La seguí por el pasillo y a través de la puerta, y nos encontramos en una buhardilla que, gracias a un tragaluz, habían convertido en estudio o tal vez en una sala de billar, ya que, pegado a la pared, había un abultado sofá con asiento de cuero y brazos y patas de roble. Pero era evidente que aquella habitación fría y aireada se utilizaba como taller. Joss estaba en el centro, rodeado de sillas, marcos rotos, una mesa con una pata torcida, retazos de cuero, herramientas, clavos y un viejo hornillo de gas sobre el que había un pote de cola de aspecto desagradable. Envuelto en un gastado delantal azul, colocaba con cuidado un precioso trozo de cuero escarlata sobre el asiento de una de las sillas, mientras charlaba con una joven que se volvió, con gesto apático, para ver quién había entrado en la habitación a interrumpir aquel íntimo tete á tete.

– ¡Andrea! -dijo Mollie. Y luego, con menos aspereza-: Andrea, no sabía que te habías levantado.

– Bueno, hace ya varias horas.

– ¿No has desayunado?

– No tenía ganas.

– Andrea, te presento a Rebecca. Rebecca Bayliss.

– Ah, sí. -Se volvió a mirarme-. Joss me ha estado hablando de ti.

– Encantada -dije. Era muy joven y muy delgada. El pelo largo le caía a ambos lados de la cara igual que manojos de algas marinas. Era bonita excepto por los ojos, muy claros, algo saltones y estropeados por el exceso de maquillaje. Llevaba téjanos, inevitablemente, y una camiseta de algodón que no parecía muy limpia y que dejaba bien claro que no llevaba nada debajo. Calzaba unas sandalias que parecían botas ortopédicas que se hubiesen decorado con franjas verdes y moradas. Del cuello le colgaba un cordón de cuero con una pesada cruz de plata de forma vagamente celta.

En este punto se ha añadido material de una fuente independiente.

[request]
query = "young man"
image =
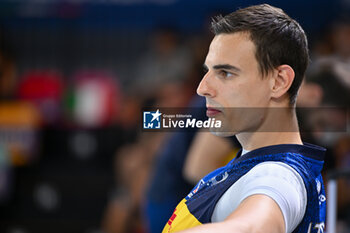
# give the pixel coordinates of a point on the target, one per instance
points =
(255, 65)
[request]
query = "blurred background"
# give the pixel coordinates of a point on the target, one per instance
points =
(74, 76)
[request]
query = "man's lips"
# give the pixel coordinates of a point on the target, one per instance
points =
(211, 112)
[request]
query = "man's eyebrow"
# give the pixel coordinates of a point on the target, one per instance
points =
(226, 67)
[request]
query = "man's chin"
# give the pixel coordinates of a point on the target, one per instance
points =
(221, 132)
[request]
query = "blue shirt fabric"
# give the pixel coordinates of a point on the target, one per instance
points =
(306, 159)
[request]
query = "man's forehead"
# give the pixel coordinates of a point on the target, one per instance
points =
(230, 47)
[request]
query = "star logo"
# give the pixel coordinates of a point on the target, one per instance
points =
(151, 120)
(156, 115)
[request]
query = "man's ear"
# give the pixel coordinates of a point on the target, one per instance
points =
(283, 79)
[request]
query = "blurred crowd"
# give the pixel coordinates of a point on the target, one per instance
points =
(73, 157)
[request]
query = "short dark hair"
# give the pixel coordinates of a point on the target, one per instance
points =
(278, 39)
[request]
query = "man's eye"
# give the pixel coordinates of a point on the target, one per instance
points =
(225, 74)
(205, 70)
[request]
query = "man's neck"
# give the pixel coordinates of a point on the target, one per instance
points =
(285, 130)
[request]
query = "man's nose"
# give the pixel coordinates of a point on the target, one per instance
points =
(205, 87)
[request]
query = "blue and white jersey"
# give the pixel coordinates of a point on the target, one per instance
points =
(307, 160)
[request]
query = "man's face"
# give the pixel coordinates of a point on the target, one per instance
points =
(233, 86)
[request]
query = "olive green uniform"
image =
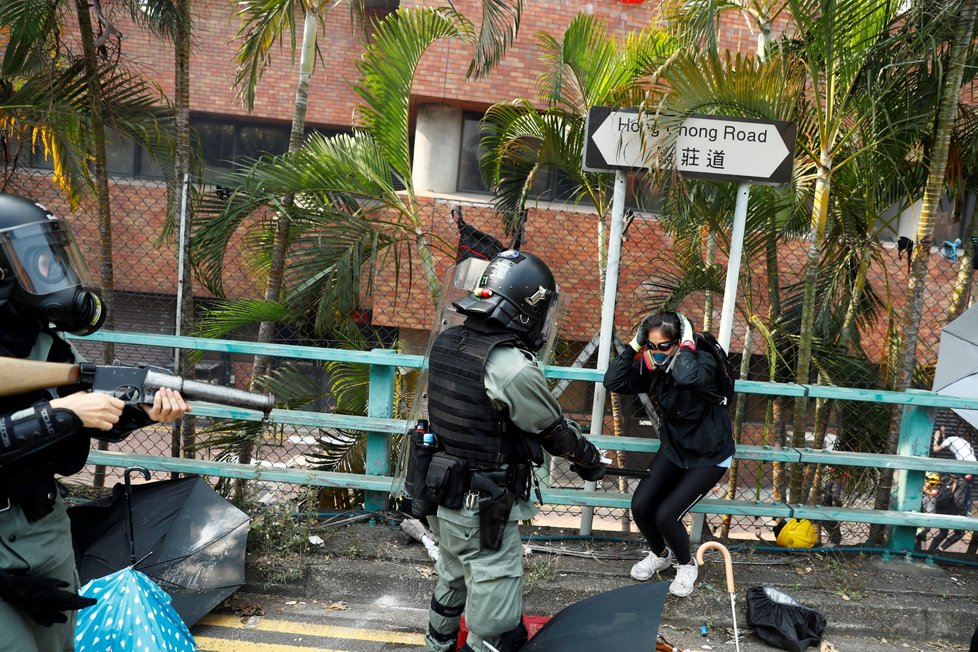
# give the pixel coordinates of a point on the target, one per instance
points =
(489, 584)
(42, 548)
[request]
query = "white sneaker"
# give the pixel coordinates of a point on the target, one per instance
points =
(644, 569)
(685, 577)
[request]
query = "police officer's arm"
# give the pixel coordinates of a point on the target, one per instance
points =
(517, 385)
(46, 422)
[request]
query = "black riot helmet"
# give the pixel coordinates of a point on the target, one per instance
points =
(42, 272)
(517, 292)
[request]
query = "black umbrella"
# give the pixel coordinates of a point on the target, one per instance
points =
(188, 539)
(623, 619)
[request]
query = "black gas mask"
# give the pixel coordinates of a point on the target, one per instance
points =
(42, 273)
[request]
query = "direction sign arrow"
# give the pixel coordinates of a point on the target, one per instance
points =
(734, 149)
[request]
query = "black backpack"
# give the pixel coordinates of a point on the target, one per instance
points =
(724, 374)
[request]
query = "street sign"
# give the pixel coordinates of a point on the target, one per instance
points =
(709, 147)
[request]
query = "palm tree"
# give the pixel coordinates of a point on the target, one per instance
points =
(263, 25)
(837, 41)
(951, 81)
(349, 214)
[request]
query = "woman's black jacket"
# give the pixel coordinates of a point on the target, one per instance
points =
(695, 430)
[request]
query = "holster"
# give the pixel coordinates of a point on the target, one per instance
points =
(419, 461)
(447, 480)
(493, 517)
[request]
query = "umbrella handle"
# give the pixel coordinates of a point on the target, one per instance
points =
(132, 535)
(713, 545)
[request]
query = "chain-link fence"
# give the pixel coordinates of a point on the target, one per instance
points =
(399, 311)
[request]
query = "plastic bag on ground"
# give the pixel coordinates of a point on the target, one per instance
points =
(778, 619)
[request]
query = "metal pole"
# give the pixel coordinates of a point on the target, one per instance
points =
(607, 322)
(729, 302)
(180, 263)
(733, 266)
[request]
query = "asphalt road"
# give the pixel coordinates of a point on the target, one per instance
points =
(289, 625)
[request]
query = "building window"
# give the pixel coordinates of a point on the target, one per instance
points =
(227, 144)
(469, 173)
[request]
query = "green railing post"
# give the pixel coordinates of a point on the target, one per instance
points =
(916, 429)
(380, 404)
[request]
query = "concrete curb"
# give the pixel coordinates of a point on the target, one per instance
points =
(857, 594)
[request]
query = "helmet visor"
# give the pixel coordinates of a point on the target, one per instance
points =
(44, 257)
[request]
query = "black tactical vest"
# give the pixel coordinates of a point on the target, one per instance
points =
(459, 409)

Andrea, me dije. Aburrida de Boscarva. Y me sentí incómoda al pensar que ella y Joss habían hablado de mí. Me pregunté qué le habría dicho éste.

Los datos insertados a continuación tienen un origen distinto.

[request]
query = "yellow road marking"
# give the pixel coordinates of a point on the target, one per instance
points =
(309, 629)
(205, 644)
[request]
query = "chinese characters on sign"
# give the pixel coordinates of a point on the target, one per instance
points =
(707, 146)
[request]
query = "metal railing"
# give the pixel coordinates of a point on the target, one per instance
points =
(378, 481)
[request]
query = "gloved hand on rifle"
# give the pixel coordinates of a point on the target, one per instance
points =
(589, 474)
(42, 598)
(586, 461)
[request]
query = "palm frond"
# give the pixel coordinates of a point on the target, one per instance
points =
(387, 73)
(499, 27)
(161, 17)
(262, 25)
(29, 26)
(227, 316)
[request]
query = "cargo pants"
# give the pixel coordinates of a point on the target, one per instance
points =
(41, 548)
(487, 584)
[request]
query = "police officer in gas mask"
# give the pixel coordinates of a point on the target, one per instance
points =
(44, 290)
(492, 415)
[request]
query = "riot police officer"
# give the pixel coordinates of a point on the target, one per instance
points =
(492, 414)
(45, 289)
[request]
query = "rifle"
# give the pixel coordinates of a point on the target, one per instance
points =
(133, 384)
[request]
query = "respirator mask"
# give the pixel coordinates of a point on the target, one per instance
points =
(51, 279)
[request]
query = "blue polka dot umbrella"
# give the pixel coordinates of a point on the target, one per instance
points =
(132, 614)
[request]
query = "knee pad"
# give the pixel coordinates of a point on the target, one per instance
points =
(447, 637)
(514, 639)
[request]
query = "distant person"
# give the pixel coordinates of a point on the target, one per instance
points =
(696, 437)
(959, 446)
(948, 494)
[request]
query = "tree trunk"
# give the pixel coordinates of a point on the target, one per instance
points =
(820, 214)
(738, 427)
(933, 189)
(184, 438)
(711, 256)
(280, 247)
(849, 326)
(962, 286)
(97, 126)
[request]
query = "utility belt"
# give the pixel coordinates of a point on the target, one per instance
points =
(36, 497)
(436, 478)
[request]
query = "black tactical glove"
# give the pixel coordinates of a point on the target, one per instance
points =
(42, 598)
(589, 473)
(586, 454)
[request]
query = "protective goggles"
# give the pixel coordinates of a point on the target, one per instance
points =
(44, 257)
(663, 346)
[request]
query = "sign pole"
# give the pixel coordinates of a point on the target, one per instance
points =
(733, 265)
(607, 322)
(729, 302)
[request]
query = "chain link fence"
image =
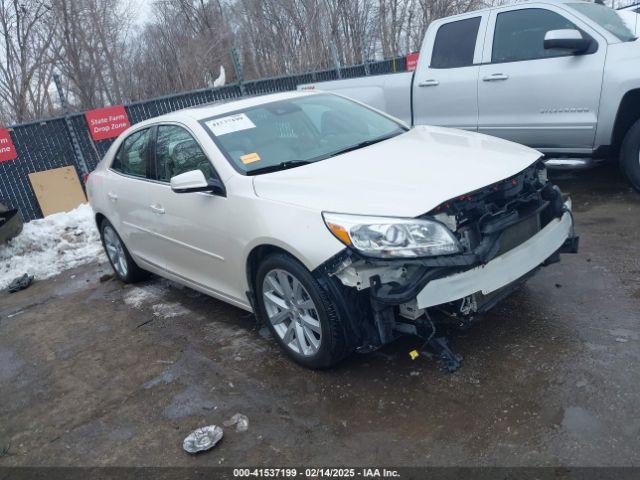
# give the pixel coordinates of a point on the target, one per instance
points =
(47, 144)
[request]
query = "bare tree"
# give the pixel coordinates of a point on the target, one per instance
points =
(25, 63)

La joven no se movió: se quedó donde estaba, con las piernas abiertas, apoyada en una vieja mesa de caoba.

– Hola -dijo.

– Rebecca va a quedarse aquí -dijo Mollie. Joss levantó la vista, tenía la boca llena de clavos y un mechón de cabello negro sobre la frente; los ojos le brillaron con interés.

– ¿Dónde va a dormir? -preguntó Andrea-. Creí que la casa estaba llena.

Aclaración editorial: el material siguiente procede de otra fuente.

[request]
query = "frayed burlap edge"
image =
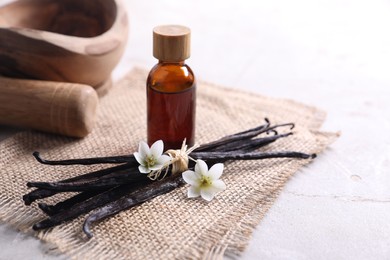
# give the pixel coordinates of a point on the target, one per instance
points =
(231, 242)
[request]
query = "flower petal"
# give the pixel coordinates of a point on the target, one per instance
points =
(156, 167)
(139, 159)
(193, 192)
(163, 159)
(143, 149)
(201, 167)
(191, 178)
(143, 169)
(157, 149)
(209, 192)
(215, 171)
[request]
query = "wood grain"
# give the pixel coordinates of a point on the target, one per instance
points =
(55, 107)
(78, 41)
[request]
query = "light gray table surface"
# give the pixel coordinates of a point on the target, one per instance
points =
(330, 54)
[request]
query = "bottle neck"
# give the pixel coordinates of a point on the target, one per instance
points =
(178, 63)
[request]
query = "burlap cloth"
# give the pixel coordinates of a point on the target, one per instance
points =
(170, 226)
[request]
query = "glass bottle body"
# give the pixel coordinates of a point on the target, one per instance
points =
(171, 104)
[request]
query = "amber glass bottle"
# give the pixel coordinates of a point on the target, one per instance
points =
(171, 89)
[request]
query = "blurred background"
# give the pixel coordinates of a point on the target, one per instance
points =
(331, 54)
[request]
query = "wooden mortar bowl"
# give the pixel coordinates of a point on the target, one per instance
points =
(79, 41)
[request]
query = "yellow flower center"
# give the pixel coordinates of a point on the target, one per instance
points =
(150, 161)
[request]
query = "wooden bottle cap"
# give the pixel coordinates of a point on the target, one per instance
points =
(171, 42)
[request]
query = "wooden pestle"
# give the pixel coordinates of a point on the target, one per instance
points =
(55, 107)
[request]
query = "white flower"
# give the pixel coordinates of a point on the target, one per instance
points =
(151, 159)
(204, 182)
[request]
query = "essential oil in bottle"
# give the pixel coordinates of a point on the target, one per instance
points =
(171, 89)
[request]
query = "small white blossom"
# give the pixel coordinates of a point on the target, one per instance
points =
(151, 159)
(204, 182)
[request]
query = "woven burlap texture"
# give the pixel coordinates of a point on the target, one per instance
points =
(170, 226)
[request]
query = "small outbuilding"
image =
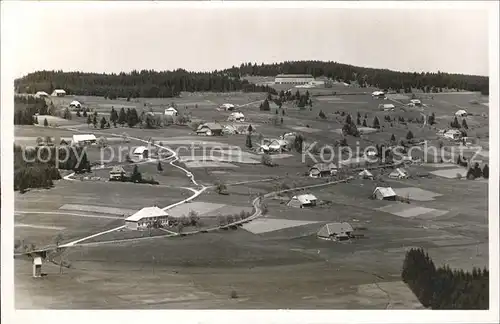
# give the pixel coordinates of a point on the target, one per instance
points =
(227, 107)
(146, 218)
(75, 104)
(384, 193)
(336, 232)
(209, 129)
(386, 107)
(117, 173)
(236, 116)
(41, 94)
(84, 139)
(453, 134)
(365, 174)
(300, 201)
(398, 173)
(171, 111)
(58, 93)
(322, 170)
(141, 152)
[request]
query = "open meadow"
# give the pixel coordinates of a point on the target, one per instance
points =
(445, 215)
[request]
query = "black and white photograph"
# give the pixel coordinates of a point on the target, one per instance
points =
(259, 156)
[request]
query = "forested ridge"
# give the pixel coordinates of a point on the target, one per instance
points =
(149, 83)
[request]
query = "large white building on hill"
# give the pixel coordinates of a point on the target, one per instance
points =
(293, 79)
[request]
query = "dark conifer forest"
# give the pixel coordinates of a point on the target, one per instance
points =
(148, 83)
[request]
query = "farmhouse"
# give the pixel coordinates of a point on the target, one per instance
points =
(171, 111)
(293, 79)
(354, 162)
(384, 193)
(58, 93)
(416, 102)
(336, 231)
(365, 174)
(228, 107)
(398, 173)
(236, 116)
(37, 267)
(75, 104)
(146, 218)
(84, 139)
(209, 129)
(300, 201)
(453, 134)
(141, 152)
(41, 94)
(322, 170)
(116, 173)
(386, 107)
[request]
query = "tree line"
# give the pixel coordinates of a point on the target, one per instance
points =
(380, 78)
(145, 84)
(38, 167)
(442, 287)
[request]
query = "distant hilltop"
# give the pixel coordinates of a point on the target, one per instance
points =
(149, 83)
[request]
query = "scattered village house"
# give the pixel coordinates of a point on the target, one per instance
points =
(336, 231)
(378, 94)
(300, 201)
(322, 170)
(41, 94)
(58, 93)
(416, 102)
(365, 174)
(293, 79)
(116, 173)
(171, 111)
(37, 266)
(209, 129)
(453, 134)
(227, 107)
(386, 107)
(398, 173)
(75, 104)
(141, 153)
(236, 116)
(356, 162)
(84, 139)
(146, 218)
(273, 146)
(384, 193)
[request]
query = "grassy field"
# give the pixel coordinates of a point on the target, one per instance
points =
(450, 216)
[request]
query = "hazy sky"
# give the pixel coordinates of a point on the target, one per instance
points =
(111, 39)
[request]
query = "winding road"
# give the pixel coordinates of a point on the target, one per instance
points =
(198, 190)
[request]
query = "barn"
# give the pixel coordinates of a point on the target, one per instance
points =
(146, 218)
(336, 231)
(300, 201)
(58, 93)
(293, 79)
(384, 193)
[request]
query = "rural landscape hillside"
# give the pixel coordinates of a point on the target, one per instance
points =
(179, 189)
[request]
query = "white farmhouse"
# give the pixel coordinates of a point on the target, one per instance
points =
(84, 139)
(146, 218)
(236, 116)
(171, 111)
(300, 201)
(58, 93)
(140, 152)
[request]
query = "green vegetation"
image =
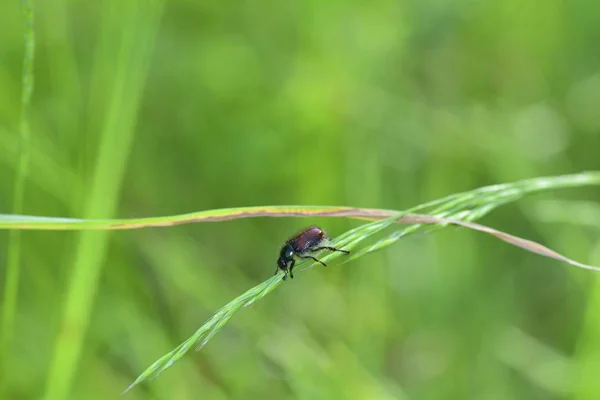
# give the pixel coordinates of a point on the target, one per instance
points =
(146, 108)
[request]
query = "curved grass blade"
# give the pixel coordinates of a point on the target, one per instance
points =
(201, 337)
(456, 211)
(467, 200)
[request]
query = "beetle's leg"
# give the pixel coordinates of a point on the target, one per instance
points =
(329, 248)
(317, 260)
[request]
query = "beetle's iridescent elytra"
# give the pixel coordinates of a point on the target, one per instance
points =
(300, 245)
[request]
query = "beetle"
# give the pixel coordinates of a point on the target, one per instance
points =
(300, 245)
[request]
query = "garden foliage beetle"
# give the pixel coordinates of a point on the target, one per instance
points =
(300, 245)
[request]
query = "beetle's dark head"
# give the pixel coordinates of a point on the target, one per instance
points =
(285, 256)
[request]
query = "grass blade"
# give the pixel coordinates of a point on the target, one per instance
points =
(11, 288)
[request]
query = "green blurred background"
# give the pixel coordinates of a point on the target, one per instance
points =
(144, 108)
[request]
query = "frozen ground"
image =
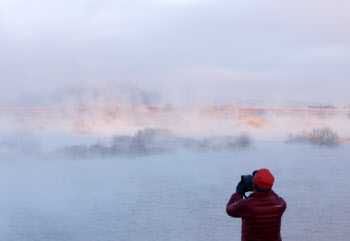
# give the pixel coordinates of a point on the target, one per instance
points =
(178, 196)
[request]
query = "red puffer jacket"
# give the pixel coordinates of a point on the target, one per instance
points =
(261, 215)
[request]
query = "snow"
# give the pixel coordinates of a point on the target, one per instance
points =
(172, 196)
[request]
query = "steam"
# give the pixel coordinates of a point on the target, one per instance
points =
(156, 141)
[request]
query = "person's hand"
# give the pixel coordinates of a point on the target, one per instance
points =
(241, 188)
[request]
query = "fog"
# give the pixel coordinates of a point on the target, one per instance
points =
(183, 51)
(133, 120)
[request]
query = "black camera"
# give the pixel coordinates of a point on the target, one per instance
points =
(247, 180)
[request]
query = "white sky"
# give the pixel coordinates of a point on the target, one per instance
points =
(185, 51)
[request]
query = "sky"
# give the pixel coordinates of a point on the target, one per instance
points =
(174, 51)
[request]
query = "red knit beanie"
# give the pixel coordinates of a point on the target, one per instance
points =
(264, 179)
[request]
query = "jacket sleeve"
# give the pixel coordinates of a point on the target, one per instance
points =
(236, 206)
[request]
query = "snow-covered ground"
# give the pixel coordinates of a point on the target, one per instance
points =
(172, 196)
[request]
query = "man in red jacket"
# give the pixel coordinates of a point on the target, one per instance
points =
(261, 211)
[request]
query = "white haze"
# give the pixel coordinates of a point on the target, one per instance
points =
(179, 71)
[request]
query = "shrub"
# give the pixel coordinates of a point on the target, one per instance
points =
(318, 136)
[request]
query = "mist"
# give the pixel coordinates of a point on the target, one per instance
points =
(134, 120)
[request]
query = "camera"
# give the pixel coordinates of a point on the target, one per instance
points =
(247, 180)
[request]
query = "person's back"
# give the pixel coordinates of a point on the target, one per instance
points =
(261, 213)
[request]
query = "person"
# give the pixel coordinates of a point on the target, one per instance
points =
(261, 211)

– En la habitación que está al final del pasillo -le dijo su tía con brusquedad-. Joss, ¿me harías un favor? -Joss escupió limpiamente los clavos en la palma de la mano y se puso en pie mientras, con la muñeca, se apartaba de la frente el mechón de pelo-. ¿Podrías llevar a Rebecca ahora a casa de la señora Kernow, decirle que se viene aquí y ayudarla a traer el equipaje? ¿Sería mucha molestia?

– Ninguna -dijo Joss. Pero la cara de Andrea adoptó una expresión de resignación aburrida.